The Capitalized Cost calculation enables you to choose rationally between alternatives. All you need to do is compare their capitalized costs: they represent the present value of all costs involved with purchasing, maintaining and replacing the assets.

Input

• nominal annual rate (compounding frequency is assumed to be annually)
• cost
• useful life in years
• salvage value
• annual maintenance cost
• units produced per year

Results

• capitalized cost
• capitalized cost per unit

Examples

Bart has to decide whether to install aluminium or wooden windows.

Aluminium windows cost $5.000, have no maintenance cost and last 50 years.
Wooden windows cost $2,500, last 25 years and have an annual maintenance cost of $150.

What should he do when his savings earn interest at 6 % annually?

Step 1: Calculate the capitalized cost for aluminium windows.

Input Nominal annual rate: 6 %
  Cost: 5,000
  Useful lifetime: 50
  Salvage value: 0
  Annual maintenance cost: 0
  Units produced per year: 0
     
Result Capitalized cost: 5,287.02

Step 2: Calculate the capitalized cost for wooden windows.

Input Nominal annual rate: 6 %
  Cost: 2,500
  Useful lifetime: 25
  Salvage value: 0
  Annual maintenance cost: 150
  Units produced per year: 0
     
Result Capitalized cost: 5,759.45

Answer: Bart should install aluminium windows.

   

Machine A costs $30,000, lasts 15 years, and will have a salvage value of $4,500. Its annual maintenance cost is $3.500.

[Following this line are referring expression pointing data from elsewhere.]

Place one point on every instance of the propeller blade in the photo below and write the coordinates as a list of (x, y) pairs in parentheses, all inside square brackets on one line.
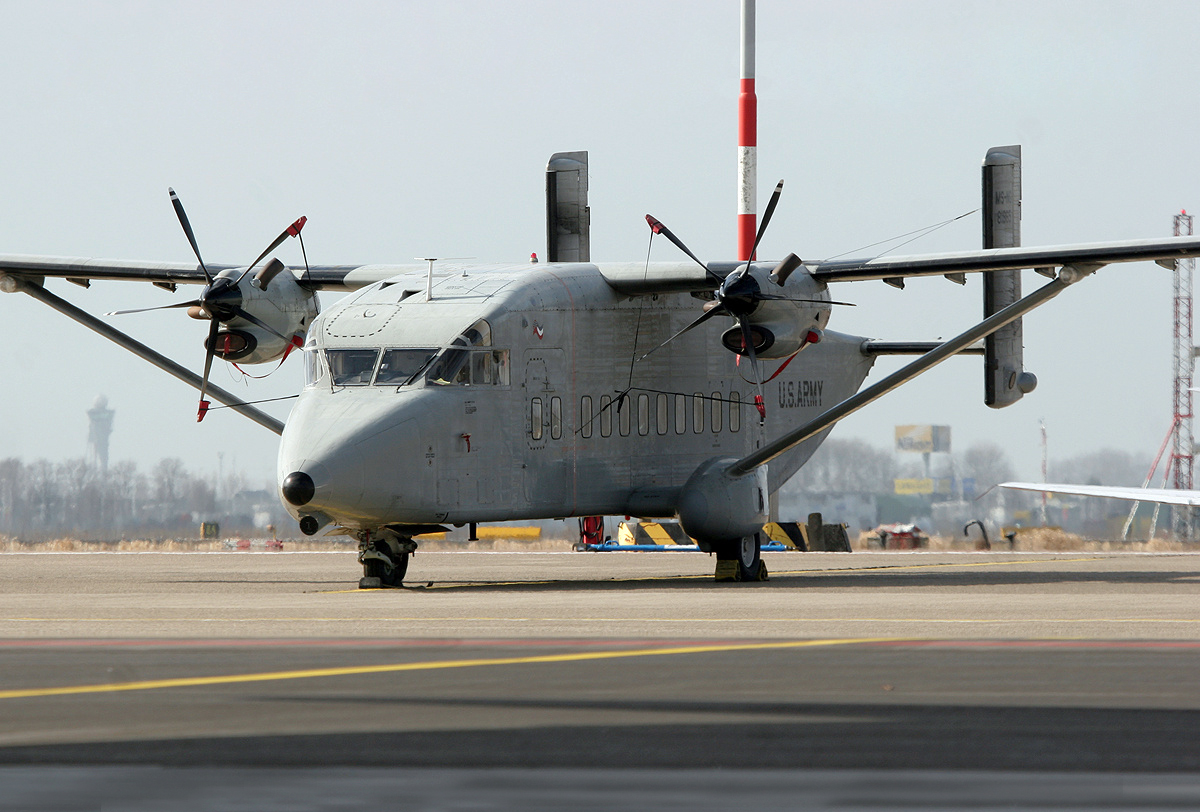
[(703, 317), (748, 344), (291, 230), (766, 220), (210, 347), (187, 230), (808, 301), (264, 325), (785, 268), (659, 228), (161, 307)]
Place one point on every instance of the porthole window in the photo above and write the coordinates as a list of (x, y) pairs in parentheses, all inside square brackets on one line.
[(586, 415), (535, 419)]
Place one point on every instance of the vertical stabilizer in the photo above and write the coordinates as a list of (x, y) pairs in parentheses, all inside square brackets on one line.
[(568, 217), (1005, 378)]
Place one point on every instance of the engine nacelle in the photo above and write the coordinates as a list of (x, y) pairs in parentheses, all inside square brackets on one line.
[(717, 507), (274, 296), (781, 326), (774, 340)]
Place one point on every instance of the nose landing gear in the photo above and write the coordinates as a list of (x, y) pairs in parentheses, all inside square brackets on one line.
[(384, 558), (741, 560)]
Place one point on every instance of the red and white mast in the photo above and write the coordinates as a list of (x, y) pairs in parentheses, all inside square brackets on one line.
[(748, 139)]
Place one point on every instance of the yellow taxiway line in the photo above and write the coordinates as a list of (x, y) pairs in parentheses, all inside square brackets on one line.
[(353, 671)]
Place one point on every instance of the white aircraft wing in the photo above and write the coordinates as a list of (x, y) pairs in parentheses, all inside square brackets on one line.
[(1161, 495), (1087, 254)]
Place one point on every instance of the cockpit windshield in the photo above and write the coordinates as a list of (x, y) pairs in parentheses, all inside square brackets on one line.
[(352, 367), (401, 366)]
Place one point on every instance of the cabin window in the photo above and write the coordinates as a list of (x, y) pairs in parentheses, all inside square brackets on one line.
[(501, 367), (352, 367), (586, 416), (313, 367), (402, 366), (556, 417), (535, 419), (605, 415)]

Machine B costs $40,000, will last 20 years, and will have a salvage value of $2,000 after 20 years. The annual maintenance cost for this machine is $3.000.

Both machines produce 10,000 units per year.

If money is worth 10 % annually, which machine should be purchased?

Step 1: Calculate the capitalized cost for machine A.

Input Nominal annual rate: 10 %
  Cost: 30,000
  Useful lifetime: 15
  Salvage value: 4,500
  Annual maintenance cost: 3,500
  Units produced per year: 10.000
     
Result Capitalized cost: 73,025.81
  Capitalized cost per unit: 7.30

Step 2: Calculate the capitalized cost for machine B.

Input Nominal annual rate: 10 %
  Cost: 40,000
  Useful lifetime: 20
  Salvage value: 2,000
  Annual maintenance cost: 3,000
  Units produced per year: 10,000
     
Result Capitalized cost: 76,634.66
  Capitalized cost per unit: 7.66

Answer: Machine A should be preferred because it has a lower capitalized cost.

   

What if, in the above example, machine B produces 11.000 units per year?

Input Nominal annual rate: 10 %
  Cost: 40,000
  Useful lifetime: 20
  Salvage value: 2,000
  Annual maintenance cost: 3,000
  Units produced per year: 11,000
     
Result Capitalized cost: 76,634.66
  Capitalized cost per unit: 6.97

Answer: Machine B should be preferred because it has a lower capitalized cost per unit.